One of the best things about Askablogr’s recent publicity was a fresh influx of member feedback and feature suggestions. Craig and I sat down and prioritized these early last week, and (amazingly) he found a way to squeeze a bunch of them in around a nasty cold and a crushing consulting load (kudos again, Craig).

Here are some of the comments we received, and what we’ve done to try to address them:

Kill the registration requirement for asking questions. This is a no brainer. Your users (bloggers) want to get questions and you’re making it hard. Sure, you want registered users– but serve the user FIRST… You’ll get more adoption.

  • Here’s what we did: As of this morning, the default mode for any new question is unregistered. If you’re not logged in, you can submit a question just like a blog comment, by entering a name, email address and they typing your question. Craig has added some crafty spam protection to prevent bot exploits on this feature so it can’t (easily) be turned into a spam cannon. The downside to this approach is that fewer questioner profiles will be available for display in the widget, but we agree with Tony that removing friction from the ask process is a higher priority.

  • From Andrew Chen (two of several great ideas from this Askablogr early adopter, widely-read blogger and serial entrepreneur currently in stealth mode on his new startup):

“I think you should make the ‘ask X’ link more obviously clickable – maybe turn the entire thing into a submit button looking thing… otherwise, I think people are much more likely to click on other stuff. Might be worth A/B testing to see what draws the most attention on the page.

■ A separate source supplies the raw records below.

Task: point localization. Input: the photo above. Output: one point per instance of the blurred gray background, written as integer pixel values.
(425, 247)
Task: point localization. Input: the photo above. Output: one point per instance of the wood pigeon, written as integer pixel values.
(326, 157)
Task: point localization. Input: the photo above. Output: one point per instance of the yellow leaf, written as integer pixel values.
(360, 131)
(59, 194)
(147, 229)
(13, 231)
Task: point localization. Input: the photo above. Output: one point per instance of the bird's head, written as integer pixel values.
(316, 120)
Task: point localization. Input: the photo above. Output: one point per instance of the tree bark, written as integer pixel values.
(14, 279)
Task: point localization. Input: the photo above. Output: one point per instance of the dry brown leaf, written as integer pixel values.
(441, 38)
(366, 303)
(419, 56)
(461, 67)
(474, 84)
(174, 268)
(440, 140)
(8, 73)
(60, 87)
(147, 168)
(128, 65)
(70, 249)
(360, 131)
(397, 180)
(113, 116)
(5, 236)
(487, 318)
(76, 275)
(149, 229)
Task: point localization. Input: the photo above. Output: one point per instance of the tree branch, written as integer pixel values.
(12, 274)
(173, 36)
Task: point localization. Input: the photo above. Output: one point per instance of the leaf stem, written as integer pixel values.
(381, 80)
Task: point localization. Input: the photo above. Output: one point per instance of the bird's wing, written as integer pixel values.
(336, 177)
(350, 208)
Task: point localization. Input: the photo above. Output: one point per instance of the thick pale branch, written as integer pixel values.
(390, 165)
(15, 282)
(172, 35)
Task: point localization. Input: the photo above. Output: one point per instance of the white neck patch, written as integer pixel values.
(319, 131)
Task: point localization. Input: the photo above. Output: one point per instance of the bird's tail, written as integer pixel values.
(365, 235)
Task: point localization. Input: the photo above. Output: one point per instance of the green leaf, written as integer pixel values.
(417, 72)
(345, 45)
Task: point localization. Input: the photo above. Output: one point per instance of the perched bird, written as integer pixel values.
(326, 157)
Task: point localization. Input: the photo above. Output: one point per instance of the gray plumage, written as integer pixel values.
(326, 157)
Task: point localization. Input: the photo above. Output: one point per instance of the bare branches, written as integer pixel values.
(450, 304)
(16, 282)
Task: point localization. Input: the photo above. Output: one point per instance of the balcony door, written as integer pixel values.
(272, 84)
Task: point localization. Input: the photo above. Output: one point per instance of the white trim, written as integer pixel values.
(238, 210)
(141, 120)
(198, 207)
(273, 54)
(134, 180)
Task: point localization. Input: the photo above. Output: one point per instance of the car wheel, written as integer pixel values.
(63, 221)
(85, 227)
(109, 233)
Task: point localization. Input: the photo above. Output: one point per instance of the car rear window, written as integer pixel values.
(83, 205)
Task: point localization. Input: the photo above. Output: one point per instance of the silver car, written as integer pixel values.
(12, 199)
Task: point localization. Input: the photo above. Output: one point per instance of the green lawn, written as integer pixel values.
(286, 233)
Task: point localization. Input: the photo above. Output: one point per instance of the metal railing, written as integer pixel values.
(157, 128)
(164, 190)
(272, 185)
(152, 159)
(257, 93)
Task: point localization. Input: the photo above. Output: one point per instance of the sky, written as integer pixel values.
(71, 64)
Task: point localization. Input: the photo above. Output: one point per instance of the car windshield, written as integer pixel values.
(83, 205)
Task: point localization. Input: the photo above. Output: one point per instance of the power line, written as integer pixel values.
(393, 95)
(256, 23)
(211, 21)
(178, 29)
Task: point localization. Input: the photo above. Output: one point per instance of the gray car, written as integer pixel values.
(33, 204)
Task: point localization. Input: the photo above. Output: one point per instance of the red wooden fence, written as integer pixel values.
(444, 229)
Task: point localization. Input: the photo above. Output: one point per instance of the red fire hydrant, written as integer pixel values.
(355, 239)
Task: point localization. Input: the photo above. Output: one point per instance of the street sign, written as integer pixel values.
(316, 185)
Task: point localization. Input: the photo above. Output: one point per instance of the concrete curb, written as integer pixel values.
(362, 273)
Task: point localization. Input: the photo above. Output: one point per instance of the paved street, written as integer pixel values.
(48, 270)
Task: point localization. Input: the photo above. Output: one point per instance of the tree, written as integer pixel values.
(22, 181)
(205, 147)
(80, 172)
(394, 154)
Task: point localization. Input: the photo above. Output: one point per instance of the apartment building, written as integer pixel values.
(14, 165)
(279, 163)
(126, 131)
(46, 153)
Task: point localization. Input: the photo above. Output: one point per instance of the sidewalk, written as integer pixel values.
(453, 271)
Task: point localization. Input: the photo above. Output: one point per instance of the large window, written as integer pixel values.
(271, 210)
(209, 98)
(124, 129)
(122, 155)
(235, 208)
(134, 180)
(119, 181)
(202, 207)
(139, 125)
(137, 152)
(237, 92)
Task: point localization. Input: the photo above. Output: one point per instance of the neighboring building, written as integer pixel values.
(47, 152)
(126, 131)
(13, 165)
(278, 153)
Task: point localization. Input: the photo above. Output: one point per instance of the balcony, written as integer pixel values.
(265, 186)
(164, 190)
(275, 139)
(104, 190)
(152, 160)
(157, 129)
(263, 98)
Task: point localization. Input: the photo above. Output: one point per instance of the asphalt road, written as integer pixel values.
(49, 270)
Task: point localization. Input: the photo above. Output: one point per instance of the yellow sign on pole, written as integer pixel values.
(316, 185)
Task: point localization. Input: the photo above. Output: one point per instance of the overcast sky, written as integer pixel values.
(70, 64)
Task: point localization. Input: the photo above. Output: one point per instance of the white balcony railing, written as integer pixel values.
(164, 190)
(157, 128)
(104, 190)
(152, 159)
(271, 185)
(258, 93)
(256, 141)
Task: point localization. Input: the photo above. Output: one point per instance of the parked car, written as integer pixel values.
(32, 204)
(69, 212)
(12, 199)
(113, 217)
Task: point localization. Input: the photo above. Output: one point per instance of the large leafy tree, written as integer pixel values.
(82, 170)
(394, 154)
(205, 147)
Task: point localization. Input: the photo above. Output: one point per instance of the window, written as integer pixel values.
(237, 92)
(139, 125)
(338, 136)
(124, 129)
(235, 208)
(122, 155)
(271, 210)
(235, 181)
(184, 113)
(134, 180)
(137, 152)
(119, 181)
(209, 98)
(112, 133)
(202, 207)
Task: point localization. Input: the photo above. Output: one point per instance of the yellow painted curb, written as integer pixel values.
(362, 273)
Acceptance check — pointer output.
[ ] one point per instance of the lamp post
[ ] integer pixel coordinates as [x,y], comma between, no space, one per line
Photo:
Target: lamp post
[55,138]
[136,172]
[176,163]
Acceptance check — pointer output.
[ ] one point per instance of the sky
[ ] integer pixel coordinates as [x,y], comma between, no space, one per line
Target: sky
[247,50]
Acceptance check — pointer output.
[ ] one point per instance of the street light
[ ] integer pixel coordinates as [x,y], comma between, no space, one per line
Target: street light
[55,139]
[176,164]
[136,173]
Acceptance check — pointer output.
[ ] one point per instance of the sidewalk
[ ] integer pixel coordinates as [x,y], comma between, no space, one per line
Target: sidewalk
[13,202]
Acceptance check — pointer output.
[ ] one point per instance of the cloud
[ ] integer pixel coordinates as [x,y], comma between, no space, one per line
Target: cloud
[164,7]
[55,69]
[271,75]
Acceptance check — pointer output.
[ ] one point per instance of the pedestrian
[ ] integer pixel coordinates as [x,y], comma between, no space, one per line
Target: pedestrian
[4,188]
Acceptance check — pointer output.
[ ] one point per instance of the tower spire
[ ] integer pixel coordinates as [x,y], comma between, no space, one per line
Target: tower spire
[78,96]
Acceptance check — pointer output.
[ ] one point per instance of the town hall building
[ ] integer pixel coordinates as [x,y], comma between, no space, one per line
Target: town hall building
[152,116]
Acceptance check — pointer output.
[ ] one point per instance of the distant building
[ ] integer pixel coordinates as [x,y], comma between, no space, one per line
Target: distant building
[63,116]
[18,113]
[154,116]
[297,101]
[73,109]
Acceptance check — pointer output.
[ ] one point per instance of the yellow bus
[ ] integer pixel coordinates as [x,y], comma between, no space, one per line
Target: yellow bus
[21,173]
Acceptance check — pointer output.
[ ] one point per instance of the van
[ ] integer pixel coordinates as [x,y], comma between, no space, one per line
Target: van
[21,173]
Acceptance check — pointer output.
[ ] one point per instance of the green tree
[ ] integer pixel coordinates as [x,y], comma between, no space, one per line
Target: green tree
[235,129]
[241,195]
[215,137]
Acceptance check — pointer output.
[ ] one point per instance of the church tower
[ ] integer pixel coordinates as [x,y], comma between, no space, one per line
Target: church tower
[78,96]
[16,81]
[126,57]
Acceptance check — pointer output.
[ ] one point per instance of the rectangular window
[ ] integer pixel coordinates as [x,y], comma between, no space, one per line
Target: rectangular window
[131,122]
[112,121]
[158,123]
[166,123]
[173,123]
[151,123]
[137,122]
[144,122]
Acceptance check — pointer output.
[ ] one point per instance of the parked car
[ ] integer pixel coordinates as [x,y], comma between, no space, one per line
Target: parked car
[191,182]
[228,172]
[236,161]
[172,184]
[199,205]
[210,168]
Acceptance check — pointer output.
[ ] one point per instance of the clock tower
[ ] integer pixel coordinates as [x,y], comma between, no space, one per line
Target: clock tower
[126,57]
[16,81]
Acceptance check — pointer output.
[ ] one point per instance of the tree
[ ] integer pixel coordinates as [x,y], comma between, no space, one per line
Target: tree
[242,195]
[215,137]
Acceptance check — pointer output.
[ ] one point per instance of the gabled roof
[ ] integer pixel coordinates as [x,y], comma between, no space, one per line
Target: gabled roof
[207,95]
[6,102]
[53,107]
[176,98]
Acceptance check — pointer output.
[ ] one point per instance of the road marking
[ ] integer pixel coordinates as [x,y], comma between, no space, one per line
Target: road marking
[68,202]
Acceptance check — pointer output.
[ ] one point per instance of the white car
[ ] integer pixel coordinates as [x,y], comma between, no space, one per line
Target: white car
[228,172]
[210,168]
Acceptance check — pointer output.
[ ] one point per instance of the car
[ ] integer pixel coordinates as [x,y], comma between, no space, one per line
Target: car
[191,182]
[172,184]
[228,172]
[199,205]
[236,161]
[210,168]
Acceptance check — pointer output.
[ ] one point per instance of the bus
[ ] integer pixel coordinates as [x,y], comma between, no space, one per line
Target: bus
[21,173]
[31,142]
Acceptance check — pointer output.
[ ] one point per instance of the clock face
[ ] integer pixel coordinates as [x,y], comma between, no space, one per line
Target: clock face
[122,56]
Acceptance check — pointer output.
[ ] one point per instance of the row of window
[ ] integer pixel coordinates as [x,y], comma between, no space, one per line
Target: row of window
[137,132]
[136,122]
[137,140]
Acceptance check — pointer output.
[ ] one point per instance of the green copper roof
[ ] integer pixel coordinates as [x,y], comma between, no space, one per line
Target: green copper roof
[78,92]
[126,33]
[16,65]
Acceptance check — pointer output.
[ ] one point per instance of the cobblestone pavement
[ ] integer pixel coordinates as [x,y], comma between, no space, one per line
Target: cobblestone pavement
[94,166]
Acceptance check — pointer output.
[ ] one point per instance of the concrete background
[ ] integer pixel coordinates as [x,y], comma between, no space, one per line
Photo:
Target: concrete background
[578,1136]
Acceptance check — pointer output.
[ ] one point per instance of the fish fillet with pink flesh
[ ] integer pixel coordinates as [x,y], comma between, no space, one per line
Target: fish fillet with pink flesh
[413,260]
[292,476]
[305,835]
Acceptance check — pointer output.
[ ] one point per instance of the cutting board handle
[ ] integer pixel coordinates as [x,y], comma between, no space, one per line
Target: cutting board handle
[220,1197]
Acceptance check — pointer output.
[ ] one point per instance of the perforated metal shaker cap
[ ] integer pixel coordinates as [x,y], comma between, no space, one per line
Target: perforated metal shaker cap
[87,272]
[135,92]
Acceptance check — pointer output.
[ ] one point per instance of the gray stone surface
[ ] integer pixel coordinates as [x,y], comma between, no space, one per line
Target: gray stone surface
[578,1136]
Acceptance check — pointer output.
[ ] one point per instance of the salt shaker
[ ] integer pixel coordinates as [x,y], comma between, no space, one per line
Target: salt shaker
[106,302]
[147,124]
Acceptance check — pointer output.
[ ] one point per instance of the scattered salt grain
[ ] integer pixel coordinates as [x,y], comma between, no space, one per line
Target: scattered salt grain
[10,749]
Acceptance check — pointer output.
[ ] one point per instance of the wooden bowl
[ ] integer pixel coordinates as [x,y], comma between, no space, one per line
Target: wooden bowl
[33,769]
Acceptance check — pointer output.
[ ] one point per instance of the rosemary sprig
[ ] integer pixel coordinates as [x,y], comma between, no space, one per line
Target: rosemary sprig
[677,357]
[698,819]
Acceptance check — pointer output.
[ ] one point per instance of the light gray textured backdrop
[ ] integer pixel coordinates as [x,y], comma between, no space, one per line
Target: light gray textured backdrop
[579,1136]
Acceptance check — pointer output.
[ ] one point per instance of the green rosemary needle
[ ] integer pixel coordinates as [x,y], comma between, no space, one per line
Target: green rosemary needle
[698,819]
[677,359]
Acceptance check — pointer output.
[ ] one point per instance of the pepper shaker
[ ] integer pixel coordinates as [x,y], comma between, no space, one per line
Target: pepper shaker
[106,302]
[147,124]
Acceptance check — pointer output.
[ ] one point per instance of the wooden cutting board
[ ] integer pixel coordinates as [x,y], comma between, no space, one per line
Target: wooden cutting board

“Also, I would like to customize a “Prepend” or “Post-pend” block of text that automatically shows up in the post – would like to remind users to “click here to ask me a question,” since a lot of my feed readers don’t see the link on my blog (it’s in my layout, not in the RSS)”

  • Here’s what we did: On the first, Craig didn’t have cycles to come up with an entirely new widget button design, but we’ve jacked up the font size and bolded the ask statement as an interim nod in this direction (it’s a start…). On the second, we had the same concern and – while we haven’t yet made it user-customizable – have added a small footer link to each post insert that reads: “Ask [membername] a question.”

We squeezed in a few small bug fixes to go with the upgrades above, but the blessing/curse of running Askablogr as a project and not a company is that our scope is always constrained by the “spare” cycles we can find around our other commitments. I’m proud of Craig for responding as nimbly as he did under the circumstances (especially because the anonymous ask feature turned out to be non-trivial).